Should investors be worried about the debt crisis in Greece? What impact might a Greek default have on your portfolio?
To help answer those questions, and put the debt crisis into perspective, here is a summary of some recent stats on Greek debt restructuring, as reported by Bloomberg, and from a story on how much Greece owes by Money Morning:
- Greece’s total public debt is more than 315 billion euros, which is about $350 billion.
- Greece’s largest creditor is the European Financial Stability Facility, which is the eurozone’s original crisis-fighting fund. It has lent the country 141.8 billion euros, which is about 45% of its debt.
- Greece is not required to start paying principal on the EFSF loans until 2023.
- Other large creditors include Germany (56 billion euros), France (42 billion euros) and the International Monetary Fund (25 billion euros).
- Greece’s tradeable debt (among investors) is 67.5 billion euros.

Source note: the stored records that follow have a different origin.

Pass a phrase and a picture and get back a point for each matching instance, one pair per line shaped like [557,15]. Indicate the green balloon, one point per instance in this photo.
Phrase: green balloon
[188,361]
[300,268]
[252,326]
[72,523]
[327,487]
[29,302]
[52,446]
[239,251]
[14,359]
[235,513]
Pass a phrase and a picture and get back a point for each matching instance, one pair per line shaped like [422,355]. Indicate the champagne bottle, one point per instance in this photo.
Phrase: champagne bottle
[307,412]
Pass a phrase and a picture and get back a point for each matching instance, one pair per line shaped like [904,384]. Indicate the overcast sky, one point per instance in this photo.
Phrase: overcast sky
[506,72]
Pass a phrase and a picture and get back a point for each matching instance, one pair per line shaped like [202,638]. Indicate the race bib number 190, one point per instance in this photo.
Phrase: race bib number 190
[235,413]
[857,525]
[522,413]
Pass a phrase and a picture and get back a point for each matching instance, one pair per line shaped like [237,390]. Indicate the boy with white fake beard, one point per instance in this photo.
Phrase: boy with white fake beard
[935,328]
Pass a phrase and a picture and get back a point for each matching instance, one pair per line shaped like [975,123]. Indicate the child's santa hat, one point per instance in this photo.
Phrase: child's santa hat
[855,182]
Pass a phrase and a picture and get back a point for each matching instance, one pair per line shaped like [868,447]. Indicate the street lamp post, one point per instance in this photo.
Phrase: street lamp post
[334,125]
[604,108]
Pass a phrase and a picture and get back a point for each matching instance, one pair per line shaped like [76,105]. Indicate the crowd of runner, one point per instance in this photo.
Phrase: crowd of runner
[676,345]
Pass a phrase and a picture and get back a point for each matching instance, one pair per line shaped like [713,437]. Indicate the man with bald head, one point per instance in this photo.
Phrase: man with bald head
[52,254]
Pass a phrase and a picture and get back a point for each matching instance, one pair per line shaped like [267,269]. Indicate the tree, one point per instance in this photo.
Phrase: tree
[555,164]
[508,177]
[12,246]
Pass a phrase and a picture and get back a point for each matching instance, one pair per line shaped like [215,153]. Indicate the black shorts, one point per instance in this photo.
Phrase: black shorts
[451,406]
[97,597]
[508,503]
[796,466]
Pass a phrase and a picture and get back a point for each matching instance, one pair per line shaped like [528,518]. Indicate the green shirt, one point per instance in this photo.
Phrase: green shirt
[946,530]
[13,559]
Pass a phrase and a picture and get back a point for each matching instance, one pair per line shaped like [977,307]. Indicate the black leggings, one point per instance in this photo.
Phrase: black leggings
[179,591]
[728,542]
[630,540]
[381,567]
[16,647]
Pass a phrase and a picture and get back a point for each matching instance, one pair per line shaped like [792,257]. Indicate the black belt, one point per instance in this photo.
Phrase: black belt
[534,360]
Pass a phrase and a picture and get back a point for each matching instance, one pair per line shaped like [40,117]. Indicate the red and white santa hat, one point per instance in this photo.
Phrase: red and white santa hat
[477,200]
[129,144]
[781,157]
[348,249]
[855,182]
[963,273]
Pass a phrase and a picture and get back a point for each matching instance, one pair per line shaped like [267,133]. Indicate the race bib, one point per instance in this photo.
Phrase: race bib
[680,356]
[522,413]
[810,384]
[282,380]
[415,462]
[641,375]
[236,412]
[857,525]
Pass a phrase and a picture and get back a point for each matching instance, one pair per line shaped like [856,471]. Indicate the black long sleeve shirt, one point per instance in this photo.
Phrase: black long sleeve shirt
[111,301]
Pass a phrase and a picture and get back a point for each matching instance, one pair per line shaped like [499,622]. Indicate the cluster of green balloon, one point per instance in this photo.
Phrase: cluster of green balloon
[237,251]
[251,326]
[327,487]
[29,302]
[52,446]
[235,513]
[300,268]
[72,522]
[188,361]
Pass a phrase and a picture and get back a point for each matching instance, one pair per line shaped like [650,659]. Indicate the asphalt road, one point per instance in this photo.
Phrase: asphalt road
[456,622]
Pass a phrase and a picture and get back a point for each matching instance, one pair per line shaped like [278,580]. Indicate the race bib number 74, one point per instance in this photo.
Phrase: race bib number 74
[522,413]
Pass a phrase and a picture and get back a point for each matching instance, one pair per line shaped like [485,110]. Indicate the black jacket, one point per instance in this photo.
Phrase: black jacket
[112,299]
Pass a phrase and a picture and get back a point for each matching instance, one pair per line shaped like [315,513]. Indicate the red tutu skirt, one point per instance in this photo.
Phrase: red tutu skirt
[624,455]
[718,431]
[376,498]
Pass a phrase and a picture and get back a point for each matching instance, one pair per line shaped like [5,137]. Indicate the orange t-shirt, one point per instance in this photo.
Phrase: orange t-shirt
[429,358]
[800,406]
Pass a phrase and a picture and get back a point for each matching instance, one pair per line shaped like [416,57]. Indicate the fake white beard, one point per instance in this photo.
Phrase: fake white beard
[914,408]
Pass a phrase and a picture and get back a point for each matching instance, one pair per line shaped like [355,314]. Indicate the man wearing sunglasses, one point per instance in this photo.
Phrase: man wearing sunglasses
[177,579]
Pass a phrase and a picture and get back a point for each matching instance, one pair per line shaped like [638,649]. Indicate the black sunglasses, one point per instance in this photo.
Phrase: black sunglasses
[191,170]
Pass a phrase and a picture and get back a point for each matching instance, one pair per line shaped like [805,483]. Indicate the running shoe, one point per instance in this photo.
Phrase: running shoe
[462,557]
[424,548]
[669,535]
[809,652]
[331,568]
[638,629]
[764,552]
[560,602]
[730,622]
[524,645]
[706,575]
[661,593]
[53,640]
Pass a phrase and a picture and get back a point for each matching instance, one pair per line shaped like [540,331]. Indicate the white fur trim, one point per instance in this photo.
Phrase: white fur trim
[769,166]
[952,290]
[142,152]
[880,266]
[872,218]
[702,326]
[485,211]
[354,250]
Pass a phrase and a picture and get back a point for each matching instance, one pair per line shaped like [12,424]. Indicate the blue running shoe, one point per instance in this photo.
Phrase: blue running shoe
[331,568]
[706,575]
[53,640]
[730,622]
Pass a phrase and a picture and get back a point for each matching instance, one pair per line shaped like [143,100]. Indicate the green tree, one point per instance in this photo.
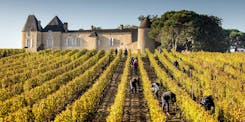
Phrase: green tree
[187,30]
[235,38]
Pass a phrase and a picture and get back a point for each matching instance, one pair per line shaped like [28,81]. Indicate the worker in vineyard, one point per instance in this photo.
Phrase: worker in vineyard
[176,63]
[155,89]
[160,50]
[125,52]
[133,84]
[167,98]
[132,62]
[208,103]
[116,51]
[135,64]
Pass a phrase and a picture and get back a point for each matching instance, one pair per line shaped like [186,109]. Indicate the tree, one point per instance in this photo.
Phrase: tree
[128,27]
[187,30]
[235,38]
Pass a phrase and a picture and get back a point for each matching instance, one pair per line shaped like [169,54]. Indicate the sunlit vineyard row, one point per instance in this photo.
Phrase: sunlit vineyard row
[69,85]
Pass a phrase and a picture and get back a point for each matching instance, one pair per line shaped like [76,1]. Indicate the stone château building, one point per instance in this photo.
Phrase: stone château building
[56,35]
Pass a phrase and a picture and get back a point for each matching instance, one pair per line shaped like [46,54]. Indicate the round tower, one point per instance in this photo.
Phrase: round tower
[94,40]
[143,40]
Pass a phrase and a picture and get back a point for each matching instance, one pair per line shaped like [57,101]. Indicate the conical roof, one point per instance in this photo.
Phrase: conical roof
[146,23]
[54,25]
[31,24]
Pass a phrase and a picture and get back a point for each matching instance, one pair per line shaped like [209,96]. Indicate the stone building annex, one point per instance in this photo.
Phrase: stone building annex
[56,35]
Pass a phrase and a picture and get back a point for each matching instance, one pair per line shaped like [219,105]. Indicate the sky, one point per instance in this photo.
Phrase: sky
[107,13]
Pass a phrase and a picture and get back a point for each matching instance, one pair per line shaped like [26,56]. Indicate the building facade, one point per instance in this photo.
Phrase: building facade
[56,35]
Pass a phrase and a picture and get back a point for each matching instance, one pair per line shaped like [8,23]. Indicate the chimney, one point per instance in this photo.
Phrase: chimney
[66,26]
[92,27]
[121,27]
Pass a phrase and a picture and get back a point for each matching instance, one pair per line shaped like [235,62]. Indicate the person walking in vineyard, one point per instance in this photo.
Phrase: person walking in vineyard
[176,63]
[155,89]
[116,51]
[208,103]
[133,83]
[125,52]
[135,64]
[167,97]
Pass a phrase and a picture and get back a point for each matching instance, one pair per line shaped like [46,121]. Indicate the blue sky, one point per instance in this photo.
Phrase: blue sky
[106,13]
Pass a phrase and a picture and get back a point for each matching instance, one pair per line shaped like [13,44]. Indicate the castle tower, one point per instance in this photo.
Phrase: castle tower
[31,34]
[94,40]
[52,34]
[143,39]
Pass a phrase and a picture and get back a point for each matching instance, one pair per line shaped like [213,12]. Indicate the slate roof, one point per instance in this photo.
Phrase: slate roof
[55,25]
[105,30]
[31,24]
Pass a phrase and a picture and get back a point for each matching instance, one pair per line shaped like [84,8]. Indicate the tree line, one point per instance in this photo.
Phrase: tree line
[188,30]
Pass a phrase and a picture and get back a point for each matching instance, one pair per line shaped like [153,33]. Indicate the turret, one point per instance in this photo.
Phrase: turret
[94,40]
[143,39]
[31,35]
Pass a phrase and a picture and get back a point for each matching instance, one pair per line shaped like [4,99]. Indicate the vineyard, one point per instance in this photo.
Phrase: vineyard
[93,85]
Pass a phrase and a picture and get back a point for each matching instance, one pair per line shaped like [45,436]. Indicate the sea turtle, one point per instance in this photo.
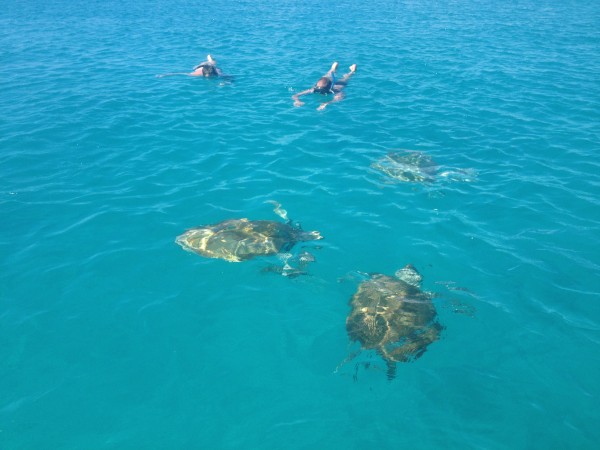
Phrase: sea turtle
[393,316]
[237,240]
[413,166]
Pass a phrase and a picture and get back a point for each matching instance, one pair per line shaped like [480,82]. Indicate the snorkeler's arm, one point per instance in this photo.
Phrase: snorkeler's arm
[347,76]
[296,97]
[171,74]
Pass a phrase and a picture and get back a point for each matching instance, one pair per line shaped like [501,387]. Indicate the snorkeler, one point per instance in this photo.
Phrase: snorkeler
[207,68]
[327,84]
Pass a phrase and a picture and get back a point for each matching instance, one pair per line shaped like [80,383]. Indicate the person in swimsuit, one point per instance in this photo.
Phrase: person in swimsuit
[207,68]
[327,84]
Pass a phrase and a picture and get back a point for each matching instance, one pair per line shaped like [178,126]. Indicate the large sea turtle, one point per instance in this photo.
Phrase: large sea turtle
[413,166]
[394,317]
[237,240]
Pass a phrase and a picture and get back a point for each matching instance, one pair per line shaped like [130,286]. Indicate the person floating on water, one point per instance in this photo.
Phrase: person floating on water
[327,84]
[207,69]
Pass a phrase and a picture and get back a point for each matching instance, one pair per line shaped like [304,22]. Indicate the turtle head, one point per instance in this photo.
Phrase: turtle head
[410,275]
[310,236]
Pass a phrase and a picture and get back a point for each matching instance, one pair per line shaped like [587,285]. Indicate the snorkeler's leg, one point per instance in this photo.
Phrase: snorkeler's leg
[296,97]
[336,98]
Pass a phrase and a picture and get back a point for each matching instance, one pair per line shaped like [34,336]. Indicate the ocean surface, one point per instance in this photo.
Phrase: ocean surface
[113,337]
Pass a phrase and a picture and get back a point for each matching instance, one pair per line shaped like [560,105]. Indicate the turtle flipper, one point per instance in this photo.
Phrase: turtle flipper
[279,210]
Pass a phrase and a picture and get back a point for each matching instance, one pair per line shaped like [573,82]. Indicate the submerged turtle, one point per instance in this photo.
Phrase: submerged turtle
[412,166]
[393,316]
[237,240]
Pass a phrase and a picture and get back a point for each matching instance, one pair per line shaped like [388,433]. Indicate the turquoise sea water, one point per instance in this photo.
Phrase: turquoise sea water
[111,336]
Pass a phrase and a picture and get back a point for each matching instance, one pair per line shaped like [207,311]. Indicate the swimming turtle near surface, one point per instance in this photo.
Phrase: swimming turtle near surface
[394,317]
[238,240]
[418,167]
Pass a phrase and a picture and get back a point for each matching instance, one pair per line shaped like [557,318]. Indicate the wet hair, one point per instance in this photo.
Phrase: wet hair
[323,86]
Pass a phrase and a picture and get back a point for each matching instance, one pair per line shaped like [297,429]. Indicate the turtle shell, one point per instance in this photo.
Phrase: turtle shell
[407,166]
[393,317]
[242,239]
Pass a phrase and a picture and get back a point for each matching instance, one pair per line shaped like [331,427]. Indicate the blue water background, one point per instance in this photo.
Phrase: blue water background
[111,336]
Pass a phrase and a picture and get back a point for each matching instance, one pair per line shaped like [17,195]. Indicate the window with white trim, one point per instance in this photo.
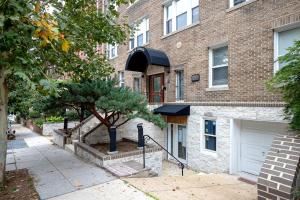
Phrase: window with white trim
[112,51]
[141,36]
[210,138]
[179,85]
[236,2]
[121,79]
[283,40]
[218,67]
[180,13]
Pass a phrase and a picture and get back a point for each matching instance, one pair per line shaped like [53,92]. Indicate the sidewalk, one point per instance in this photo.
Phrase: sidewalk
[57,172]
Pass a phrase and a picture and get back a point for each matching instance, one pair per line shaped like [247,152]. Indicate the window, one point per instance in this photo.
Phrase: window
[210,135]
[121,79]
[137,85]
[195,15]
[112,51]
[179,85]
[140,40]
[179,14]
[141,36]
[218,70]
[284,40]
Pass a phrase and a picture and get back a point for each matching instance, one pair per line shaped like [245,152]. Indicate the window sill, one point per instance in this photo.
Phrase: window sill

How Would a Greek Debt Default Impact Markets?
In simpler terms, Greece is up to its ears in debt and a default could cause significant collateral damage. But exactly how much is difficult to determine, because it is not known how much of the total debt payments, if any, will be forsaken and how any future burden will be distributed and translated into consequences for European banks.
Perhaps the best gauge of potential damage (or what the market expects) is to simply look at market action in recent days, as the Greek debt crisis has come closer to another inflection point.
Thus far, investors in European stocks aren’t seeing a worst-case scenario anytime soon. For reference, one of the biggest funds that invests in European stocks, Vanguard European Stock Index Fund (VEURX), is up more than 6% year-to-date, which doubles that of the S&P 500 index, its U.S. counterpart.
However, the global bond market is a different story. For example, the iShares International Treasury Bond ETF (NASDAQ: IGOV), has a negative 7% price movement on the year. U.S. bonds, as measured by iShares Core U.S. Aggregate Bond ETF (NYSEArca: AGG), are just slightly in the red, at negative 0.23% on the year.
How to Keep a Greece Meltdown from Hurting Your Portfolio
The Greek debt crisis has been around since 2009, when the worst of the Great Recession was being felt around the world. But economies in the U.S. and abroad have generally strengthened, and investors have mostly been rewarded in recent years for ignoring the ongoing and often contentious talks between Greek leaders and the European creditors.
While things can certainly get worse with the Greek debt crisis – and intermittent volatility in stock prices is expected at a minimum as the saga unfolds – the best bet for investors is to stick with the simplicity and power of a diversified portfolio and to maintain a long-term perspective.
Unless your portfolio is heavily weighted to European bank stocks and high-yield global bonds, your short-term price risk is not significant.
The bottom line is that uncertainty is almost always an adversary of the stock investor. But the worst enemy of the investor is often himself. The most damage done to a portfolio more often than not is to abandon long-term goals for fear of a short-term price decline.
As of this writing, Kent Thune did not personally hold a position in any of the aforementioned securities. However he holds AGG in some client accounts. Under no circumstances does this information represent a recommendation to buy or sell securities.